Friends and neighbours in our own country mean we are now much more aware of different cultural and religious traditions. Ancient traditions like Hinduism and its offshoots in Zoroastrianism, Buddhism and Sikhism have given rise to great civilisations. Christian faith sees itself as a development of and in continuity with Judaism. Classical Islam sees itself as superseding all that has gone before it, with a metaphysic that incorporates much of other traditions within their historical narrative. We now have communities from many faith traditions living alongside us, even in Herefordshire and South Shropshire. There is a pressing need for greater harmony between faiths, classes and opinions to bolster our democratic traditions.

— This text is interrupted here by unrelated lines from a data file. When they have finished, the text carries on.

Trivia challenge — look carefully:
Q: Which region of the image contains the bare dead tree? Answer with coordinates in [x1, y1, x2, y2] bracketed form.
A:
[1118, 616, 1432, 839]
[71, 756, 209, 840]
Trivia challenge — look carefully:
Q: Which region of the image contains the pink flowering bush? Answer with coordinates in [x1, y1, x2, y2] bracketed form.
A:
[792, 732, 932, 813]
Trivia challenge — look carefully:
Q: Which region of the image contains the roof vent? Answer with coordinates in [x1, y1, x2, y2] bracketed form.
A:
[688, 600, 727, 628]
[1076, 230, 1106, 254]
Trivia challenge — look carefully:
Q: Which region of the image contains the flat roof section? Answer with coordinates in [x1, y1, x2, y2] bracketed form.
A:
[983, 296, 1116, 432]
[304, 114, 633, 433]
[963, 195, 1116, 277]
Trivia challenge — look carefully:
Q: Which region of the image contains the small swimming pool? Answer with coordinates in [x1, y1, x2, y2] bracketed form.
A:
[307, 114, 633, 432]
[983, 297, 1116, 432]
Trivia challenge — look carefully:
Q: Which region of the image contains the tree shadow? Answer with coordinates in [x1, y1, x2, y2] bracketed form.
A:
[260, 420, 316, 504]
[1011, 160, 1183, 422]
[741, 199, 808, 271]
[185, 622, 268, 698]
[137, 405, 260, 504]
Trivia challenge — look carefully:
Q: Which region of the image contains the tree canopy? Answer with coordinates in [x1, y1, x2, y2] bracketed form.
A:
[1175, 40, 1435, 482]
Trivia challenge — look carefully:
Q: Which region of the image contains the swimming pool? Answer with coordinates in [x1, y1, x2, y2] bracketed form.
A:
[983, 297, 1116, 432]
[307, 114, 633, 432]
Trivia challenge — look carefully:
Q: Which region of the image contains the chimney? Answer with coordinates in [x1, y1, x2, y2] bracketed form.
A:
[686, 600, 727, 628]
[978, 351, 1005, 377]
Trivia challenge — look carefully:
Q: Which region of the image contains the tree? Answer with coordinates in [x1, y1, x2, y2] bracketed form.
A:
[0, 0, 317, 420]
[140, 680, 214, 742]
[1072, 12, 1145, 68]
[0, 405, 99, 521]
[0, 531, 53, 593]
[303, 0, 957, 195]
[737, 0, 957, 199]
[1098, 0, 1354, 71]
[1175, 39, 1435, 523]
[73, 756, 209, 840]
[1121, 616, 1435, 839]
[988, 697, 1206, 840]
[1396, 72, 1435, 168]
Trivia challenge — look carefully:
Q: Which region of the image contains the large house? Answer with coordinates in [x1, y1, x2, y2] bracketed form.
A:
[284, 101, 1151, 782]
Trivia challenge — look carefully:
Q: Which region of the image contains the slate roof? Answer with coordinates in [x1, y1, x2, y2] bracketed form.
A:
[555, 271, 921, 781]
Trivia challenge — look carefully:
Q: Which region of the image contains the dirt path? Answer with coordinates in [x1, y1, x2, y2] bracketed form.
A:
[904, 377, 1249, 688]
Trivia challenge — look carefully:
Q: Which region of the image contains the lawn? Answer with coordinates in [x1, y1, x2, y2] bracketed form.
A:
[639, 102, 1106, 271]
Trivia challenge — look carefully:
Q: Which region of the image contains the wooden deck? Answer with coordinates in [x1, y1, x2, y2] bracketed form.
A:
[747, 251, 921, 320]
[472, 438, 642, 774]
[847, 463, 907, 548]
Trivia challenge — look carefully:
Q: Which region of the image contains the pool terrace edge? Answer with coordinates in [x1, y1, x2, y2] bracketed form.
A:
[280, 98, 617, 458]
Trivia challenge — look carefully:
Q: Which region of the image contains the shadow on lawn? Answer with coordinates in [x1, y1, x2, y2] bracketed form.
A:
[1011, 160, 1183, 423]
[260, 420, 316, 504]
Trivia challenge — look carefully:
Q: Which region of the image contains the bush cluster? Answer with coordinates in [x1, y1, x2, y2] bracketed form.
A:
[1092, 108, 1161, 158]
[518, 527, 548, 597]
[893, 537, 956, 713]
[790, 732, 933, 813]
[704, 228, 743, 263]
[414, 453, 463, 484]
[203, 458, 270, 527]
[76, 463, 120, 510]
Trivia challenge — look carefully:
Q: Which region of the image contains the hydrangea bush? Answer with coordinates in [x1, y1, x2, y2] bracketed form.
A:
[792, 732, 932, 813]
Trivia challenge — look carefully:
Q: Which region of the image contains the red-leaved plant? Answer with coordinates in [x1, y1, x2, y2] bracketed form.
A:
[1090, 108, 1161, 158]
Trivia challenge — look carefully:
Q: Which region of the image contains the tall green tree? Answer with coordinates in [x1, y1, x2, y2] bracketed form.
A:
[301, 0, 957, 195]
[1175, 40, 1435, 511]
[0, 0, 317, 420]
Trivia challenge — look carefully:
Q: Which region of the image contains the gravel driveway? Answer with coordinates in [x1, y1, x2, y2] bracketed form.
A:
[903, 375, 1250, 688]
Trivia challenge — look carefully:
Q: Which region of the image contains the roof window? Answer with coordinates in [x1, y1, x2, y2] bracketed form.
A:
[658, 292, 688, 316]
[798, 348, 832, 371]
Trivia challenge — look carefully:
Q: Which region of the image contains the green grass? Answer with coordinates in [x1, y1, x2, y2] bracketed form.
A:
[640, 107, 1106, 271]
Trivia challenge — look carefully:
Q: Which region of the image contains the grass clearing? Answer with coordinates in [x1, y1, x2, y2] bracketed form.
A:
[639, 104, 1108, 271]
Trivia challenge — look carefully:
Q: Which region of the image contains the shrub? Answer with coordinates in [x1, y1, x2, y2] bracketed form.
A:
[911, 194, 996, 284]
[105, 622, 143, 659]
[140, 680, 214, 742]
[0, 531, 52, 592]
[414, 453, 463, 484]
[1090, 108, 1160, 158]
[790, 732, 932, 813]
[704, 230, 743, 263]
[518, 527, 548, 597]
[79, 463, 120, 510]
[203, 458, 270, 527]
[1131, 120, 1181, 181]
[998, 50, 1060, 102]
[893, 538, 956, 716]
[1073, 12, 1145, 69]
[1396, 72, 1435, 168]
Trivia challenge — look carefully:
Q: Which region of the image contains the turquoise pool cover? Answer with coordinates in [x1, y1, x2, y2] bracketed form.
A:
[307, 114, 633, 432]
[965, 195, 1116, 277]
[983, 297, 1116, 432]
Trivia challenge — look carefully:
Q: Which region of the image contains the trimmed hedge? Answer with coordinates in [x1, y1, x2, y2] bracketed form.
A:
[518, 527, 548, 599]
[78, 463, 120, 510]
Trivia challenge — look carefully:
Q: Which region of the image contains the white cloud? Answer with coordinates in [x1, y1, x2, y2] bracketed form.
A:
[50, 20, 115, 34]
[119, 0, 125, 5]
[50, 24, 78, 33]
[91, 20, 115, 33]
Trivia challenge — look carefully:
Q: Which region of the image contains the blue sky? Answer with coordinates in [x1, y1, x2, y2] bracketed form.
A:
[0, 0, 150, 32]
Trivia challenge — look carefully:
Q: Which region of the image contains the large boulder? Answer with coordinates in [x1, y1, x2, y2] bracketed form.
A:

Secularism doesn’t really get religion as a force to guide one’s life and impart meaning. At best people trot out the patronising, ‘all faiths are different roads up the same mountain’. Any remotely rigorous examination of the truth claims of different faiths reveal this to be a cop out to avoid serious engagement. Looked at closely, the mountains are very different indeed. As some wag once said, all faiths are basically the same, they just differ on matters of the source of revelation, God, his or her providence, identity or even independent existence, salvation, morality and the good life, heaven and hell. Superficial resemblance of practice and common coherence in moral outlook on some matters are not the same as an agreement on the essentials of truth. We may all be wrong, but I can’t see any way that we can all be right.

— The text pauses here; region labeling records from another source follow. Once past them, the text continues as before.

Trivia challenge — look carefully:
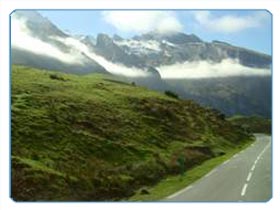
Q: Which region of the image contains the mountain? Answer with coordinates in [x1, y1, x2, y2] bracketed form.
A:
[11, 65, 252, 201]
[11, 11, 272, 117]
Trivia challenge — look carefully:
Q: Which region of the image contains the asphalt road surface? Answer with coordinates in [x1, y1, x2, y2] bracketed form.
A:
[165, 134, 272, 202]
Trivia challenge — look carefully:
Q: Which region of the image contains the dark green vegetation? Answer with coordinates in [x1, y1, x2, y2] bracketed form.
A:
[165, 76, 272, 118]
[228, 115, 272, 134]
[11, 66, 252, 201]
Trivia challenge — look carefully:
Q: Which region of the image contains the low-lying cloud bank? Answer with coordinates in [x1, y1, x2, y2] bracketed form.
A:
[11, 12, 271, 79]
[11, 15, 149, 77]
[157, 59, 271, 79]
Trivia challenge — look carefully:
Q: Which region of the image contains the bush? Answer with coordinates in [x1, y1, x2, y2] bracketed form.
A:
[164, 90, 179, 99]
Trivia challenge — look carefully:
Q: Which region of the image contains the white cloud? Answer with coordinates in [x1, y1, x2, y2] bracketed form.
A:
[157, 59, 271, 79]
[11, 15, 81, 64]
[102, 11, 183, 33]
[193, 11, 270, 33]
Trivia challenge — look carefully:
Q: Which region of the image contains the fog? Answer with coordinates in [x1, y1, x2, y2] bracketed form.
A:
[11, 16, 81, 64]
[11, 15, 271, 79]
[11, 16, 148, 77]
[157, 59, 271, 79]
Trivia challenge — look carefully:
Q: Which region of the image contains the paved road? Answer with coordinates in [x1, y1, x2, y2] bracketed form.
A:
[166, 134, 272, 201]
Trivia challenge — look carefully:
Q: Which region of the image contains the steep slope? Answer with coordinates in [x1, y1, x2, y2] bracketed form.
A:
[11, 10, 107, 74]
[11, 66, 254, 201]
[165, 76, 272, 118]
[11, 11, 272, 117]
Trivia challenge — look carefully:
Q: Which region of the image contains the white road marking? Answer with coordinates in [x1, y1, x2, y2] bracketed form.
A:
[241, 183, 248, 196]
[167, 185, 193, 199]
[246, 172, 253, 182]
[241, 140, 270, 196]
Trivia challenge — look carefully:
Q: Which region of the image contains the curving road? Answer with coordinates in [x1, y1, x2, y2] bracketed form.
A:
[165, 134, 272, 202]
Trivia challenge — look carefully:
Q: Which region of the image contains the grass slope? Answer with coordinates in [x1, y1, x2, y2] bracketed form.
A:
[11, 66, 254, 201]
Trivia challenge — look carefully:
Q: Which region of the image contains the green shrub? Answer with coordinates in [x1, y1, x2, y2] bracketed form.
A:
[164, 90, 179, 99]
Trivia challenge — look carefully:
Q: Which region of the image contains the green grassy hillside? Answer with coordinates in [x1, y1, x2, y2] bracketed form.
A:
[11, 66, 254, 201]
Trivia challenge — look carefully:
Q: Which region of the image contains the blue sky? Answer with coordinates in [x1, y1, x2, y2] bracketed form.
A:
[39, 10, 272, 54]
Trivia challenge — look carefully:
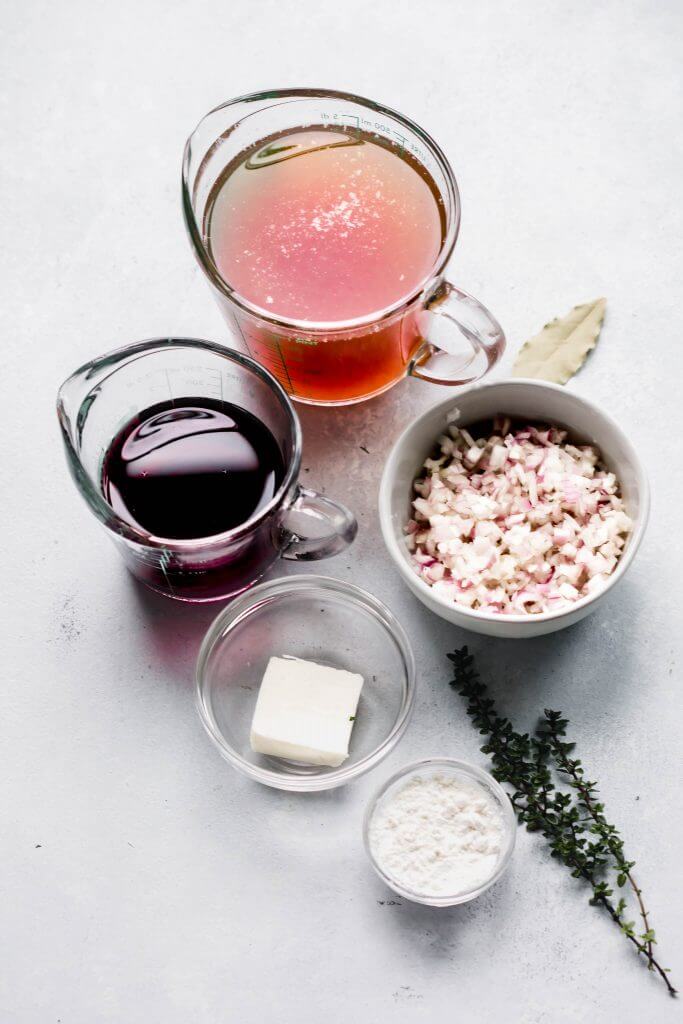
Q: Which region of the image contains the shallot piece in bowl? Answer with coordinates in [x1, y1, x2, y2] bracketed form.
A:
[407, 416, 633, 614]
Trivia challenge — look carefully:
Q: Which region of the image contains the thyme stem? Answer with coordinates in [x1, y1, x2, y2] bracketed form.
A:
[449, 647, 677, 996]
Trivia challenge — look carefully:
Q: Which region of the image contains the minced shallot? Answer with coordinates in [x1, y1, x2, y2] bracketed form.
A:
[408, 416, 633, 614]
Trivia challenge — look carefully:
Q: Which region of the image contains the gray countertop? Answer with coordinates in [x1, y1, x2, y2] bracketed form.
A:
[0, 0, 683, 1024]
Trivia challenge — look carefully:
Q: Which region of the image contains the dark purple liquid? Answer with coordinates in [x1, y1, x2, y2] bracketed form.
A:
[101, 398, 284, 540]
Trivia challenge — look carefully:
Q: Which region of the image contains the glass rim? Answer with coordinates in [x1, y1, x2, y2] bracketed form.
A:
[57, 338, 303, 554]
[195, 573, 417, 793]
[181, 88, 461, 334]
[362, 757, 517, 907]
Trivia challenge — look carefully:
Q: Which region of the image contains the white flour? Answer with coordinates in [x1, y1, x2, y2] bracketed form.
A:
[369, 774, 505, 896]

Our culture doesn’t do disagreement well, so the corollary of the ‘different roads up the same mountain’ argument nonsense is that conviction must bring arrogance and a desire to dominate. We certainly see that in fundamentalism of all kinds: Islam, the extremes of Hindu nationalism, and even in some Christian fundamentalism, although the latter is rarely accompanied by the sort of systemic violence we see in some faith traditions. We cannot escape our obligations as followers of Jesus to make him known. We do have a conviction that a relationship with God the Father through Jesus Christ in the power of the Holy Spirit is where life in all its fullness is to be found. But for Christians, conviction should come with humility and love. The controlling principle is well articulated by Peter in his first letter. “In your hearts revere Christ as Lord. Always be prepared to give an answer to everyone who asks you to give the reason for the hope that you have. But do this with gentleness and respect”. I value living a society where all can function according to a value system derived from such distinctive Christian roots. As responsible citizens, whatever our view, we should seek peace and pursue it.